4ª O Papa Francisco enfatizou também, fortemente, de se reforçarem "as exigências da seleção e formação dos candidatos ao sacerdócio". E isto "com critérios não só negativos, visando principalmente excluir as personalidades problemáticas, mas também positivos oferecendo um caminho de formação equilibrado para os candidatos idóneos, tendente à santidade e englobando a virtude da castidade". Citando João Paulo II, afirmou: "Não se deve pretender que a graça supra o que falta à natureza".

 

 Diretivas imperativas às conferências episcopais.

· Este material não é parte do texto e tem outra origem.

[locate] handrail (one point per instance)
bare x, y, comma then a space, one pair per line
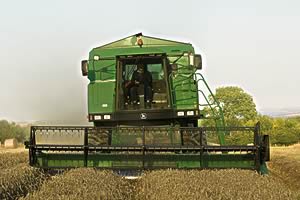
218, 114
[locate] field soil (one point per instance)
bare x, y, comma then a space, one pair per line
20, 181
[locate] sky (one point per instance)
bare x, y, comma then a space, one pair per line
251, 44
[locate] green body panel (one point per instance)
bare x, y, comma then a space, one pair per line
151, 161
183, 90
101, 97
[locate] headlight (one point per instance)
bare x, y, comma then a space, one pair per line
106, 116
180, 113
190, 113
97, 117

Francisco sentiu necessidade de dizer às hierarquias católicas de cada país que é necessário que se sigam "parâmetros" de prevenção e combate aos abusos de menores na Igreja - devendo estes ter "valor de normas e não apenas de diretrizes". Porque "nenhum abuso deve jamais ser encoberto (como era habitual no passado) e subestimado, pois a cobertura dos abusos favorece a propagação do mal e eleva o nível do escândalo", é "preciso desenvolver um novo enquadramento eficaz de prevenção em toda as instituições e ambientes das atividades eclesiais".

 

 "Acompanhar as pessoas abusadas". Segundo o chefe da Igreja, "a Igreja tem o dever de oferecer [às vítimas] todo o apoio necessário, valendo-se dos especialistas neste campo" porque "o mal que viveram deixa nelas feridas indeléveis que se manifestam também em rancores e tendências à autodestruição". Dito de outra forma: "A escuta cura a pessoa ferida, e cura-nos a nós também do egoísmo, da distância, do «não me diz respeito», da atitude do sacerdote e do levita na parábola do Bom Samaritano."

 

7ª Controlo do mundo digital. Francisco dedicou a este objetivo mais tempo do que aos outros. Disse, por exemplo, que "os seminaristas, os sacerdotes, os religiosos, as religiosas, os agentes pastorais e todos os fiéis devem estar cientes de que o mundo digital e o uso dos seus instrumentos com frequência incidem mais profundamente do que se pensa". Nesse contexto, apelas às autoridades dos países para "aplicarem todas as medidas necessárias para limitar os websites que ameaçam a dignidade do homem, da mulher e, em particular, dos menores". Porque - justifica - "é absolutamente necessário opor-se com a máxima decisão a tais abomínios, vigiar e lutar para que o desenvolvimento dos pequeninos não seja perturbado nem abalado por um acesso descontrolado à pornografia". Dentro do clero, é preciso agravar o delito canónico "da aquisição, a detenção ou a divulgação", realizada por um membro do clero «de qualquer forma e por qualquer meio, de imagens pornográficas tendo por objeto menores", nomeadamente "ampliando" a idade dos menores referidos no artigo (14 anos). "Devemos esforçar-nos por que as jovens e os jovens, particularmente os seminaristas e o clero, não se tornem escravos de dependências baseadas na exploração e no abuso criminoso dos inocentes e suas imagens e no desprezo da dignidade da mulher e da pessoa humana."

 

 Turismo sexual. Dizendo que os "discípulos e servidores de Jesus" devem observar um "respeito radical pela dignidade do outro", o Papa diz às "comunidades eclesiais" que estas devem "reforçar o cuidado pastoral das pessoas exploradas pelo turismo sexual" - sendo que, "entre estas, as mais vulneráveis e necessitadas de ajuda particular são certamente mulheres, menores e crianças". "É importante coordenar os esforços a todos os níveis da sociedade e colaborar estreitamente também com as organizações internacionais para realizar um quadro jurídico que proteja as crianças da exploração sexual no turismo e permita perseguir legalmente os criminosos", disse.